The English in Rome
If I led another life, I think I would spend some convivial time compiling the tale of the English in Rome, constructed as a guide book for those weary of the usual trails. And, so, this is witness to a book that will not be written.
The guide would certainly include the monastery of San Gregorio Magno, which could boast — if only the Camaldolese monks in whose tutelage it is would stoop to such folly — of its views of the Palatine. It is not surprising that a foundation dedicated to the pope who despatched Augustine to Canterbury should be the resting place of Englishmen, but as it happens it was at a particular moment in the history of England that two men came to remembered there. Their monuments now stand near each other in the atrium, creating a corner that is forever English. The two men were both diplomats and died within eight years of each other, in the 1560s. Their service to Philip and Mary is particularly recorded — and that is the context for their spending their last years far from their homeland, dismayed at yet another turn of events that came with the death of Mary and the accession of her half-sister, Elizabeth.

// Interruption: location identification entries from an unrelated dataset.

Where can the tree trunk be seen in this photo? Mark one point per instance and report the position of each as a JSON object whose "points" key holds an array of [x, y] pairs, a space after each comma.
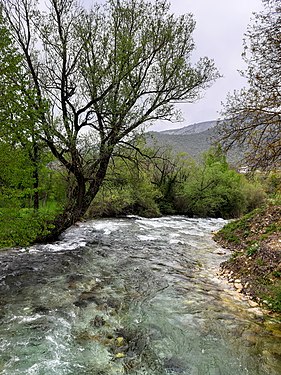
{"points": [[78, 203]]}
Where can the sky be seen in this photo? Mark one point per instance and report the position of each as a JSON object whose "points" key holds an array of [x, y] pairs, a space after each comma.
{"points": [[220, 28]]}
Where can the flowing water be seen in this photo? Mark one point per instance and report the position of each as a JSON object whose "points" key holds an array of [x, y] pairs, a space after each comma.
{"points": [[130, 296]]}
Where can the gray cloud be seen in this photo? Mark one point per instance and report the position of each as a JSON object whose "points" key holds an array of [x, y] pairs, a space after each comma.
{"points": [[220, 28]]}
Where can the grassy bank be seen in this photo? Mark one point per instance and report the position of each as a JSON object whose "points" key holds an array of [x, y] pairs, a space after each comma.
{"points": [[256, 260]]}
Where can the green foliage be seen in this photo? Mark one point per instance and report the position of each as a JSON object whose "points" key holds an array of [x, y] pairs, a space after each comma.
{"points": [[215, 190], [21, 227], [127, 190]]}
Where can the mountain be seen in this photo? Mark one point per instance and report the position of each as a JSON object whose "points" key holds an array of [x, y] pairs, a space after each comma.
{"points": [[191, 129], [193, 139]]}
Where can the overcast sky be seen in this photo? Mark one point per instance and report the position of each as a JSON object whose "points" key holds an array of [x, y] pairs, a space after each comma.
{"points": [[220, 26]]}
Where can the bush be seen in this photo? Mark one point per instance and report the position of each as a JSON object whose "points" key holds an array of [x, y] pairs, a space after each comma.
{"points": [[21, 227]]}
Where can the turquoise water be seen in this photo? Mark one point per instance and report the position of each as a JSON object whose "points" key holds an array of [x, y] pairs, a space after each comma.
{"points": [[130, 296]]}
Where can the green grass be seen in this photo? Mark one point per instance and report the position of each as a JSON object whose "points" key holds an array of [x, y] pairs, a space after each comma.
{"points": [[21, 227]]}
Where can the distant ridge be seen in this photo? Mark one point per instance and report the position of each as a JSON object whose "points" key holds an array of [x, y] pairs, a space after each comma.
{"points": [[191, 129], [193, 139]]}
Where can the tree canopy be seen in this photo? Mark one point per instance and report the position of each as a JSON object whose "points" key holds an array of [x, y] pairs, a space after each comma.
{"points": [[104, 73], [253, 115]]}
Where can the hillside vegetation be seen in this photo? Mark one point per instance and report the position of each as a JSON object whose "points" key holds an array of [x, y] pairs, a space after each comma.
{"points": [[256, 261]]}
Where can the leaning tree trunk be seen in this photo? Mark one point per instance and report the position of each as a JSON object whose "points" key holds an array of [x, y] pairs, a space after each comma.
{"points": [[78, 203]]}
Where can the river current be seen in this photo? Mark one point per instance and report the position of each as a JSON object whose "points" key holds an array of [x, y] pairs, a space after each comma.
{"points": [[130, 296]]}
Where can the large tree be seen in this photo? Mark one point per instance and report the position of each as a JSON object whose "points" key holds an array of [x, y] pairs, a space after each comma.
{"points": [[106, 72], [253, 115]]}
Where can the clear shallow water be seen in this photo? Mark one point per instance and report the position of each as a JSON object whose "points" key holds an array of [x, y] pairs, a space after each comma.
{"points": [[130, 296]]}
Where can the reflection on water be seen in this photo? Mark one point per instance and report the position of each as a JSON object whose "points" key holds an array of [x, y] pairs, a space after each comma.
{"points": [[130, 296]]}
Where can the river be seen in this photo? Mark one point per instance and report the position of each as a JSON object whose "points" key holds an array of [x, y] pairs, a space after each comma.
{"points": [[130, 296]]}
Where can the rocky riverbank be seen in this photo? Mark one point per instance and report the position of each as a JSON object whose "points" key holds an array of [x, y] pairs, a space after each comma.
{"points": [[255, 265]]}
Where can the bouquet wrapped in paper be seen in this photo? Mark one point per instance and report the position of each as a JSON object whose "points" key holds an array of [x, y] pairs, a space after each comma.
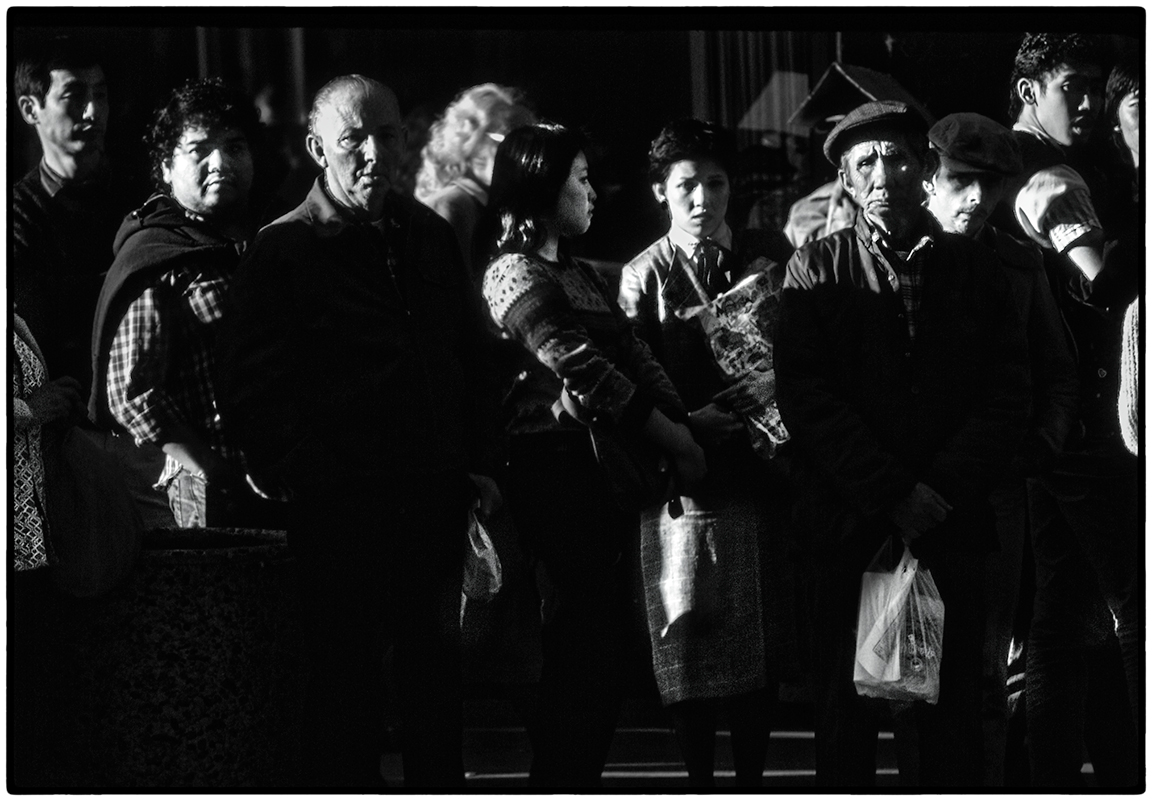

The finer tomb is of the older man, Sir Edward Carne, who represented the English court at the papal curia in the mid-1550s. He was summoned home by Elizabeth, but, despite his own protestations, he may not have been too disappointed to be kept in the sun of Rome by Pope, Pius IV’s decision to appoint him warden of the English Hospice. He retired from that post the following year, in 1560, but he lived on for less than a year. There is an interesting detail to his tomb: if you look at the very bottom, you will see a coat-of-arms with a pelican pecking its breast to feed its young with its own blood. That is a symbol of piety and of Christ’s selflessness but it also has a particular English connotation: it is the image chosen by Richard Fox, bishop of Winchester, for his Oxford foundation of Corpus Christi College. Carne himself was an Oxford man, but slightly too old to have been educated at Corpus. Perhaps, though, that image remained in his mind with nostalgic resonances in his final days.
That, of course, is to assume that he had some say in his tomb — and that may be an unwarranted assumption. It is an interesting element of the inscriptions on both monuments that they record two friends of the deceased who acted as their executors and took on the task of commissioning the monument. Those name-checks perhaps intentionally give a sense of a small, close-knit group of Englishmen in Rome, showing their virtue by their care for one another, at a point when their loyalties to crown and to religion were pulled asunder.
It is the second tomb which has the more illustrious names, because it cites as an executor a bishop, Thomas Goldwell of St
Asaph’s, though he was very little there and rather more in Milan, with Carlo Borromeo, and in Rome. The person whose monument he oversaw was called Robert Peckham, who died in 1569. He was the son of a diplomat and had himself been on missions. His tomb declares his determination to die a catholic and thus in exile. But there is a final irony that he did not break with England completely: in the medieval tradition of dividing one’s body to be buried in different places one held dear, his heart was removed and returned to England, to be interred in the church of St Mary’s, Denham, Buckinghamshire. Even if in life, Peckham, like Carne, consciously distanced himself from his homeland, in death he effected a sort of miracle of being both absent and present in two places at the same time.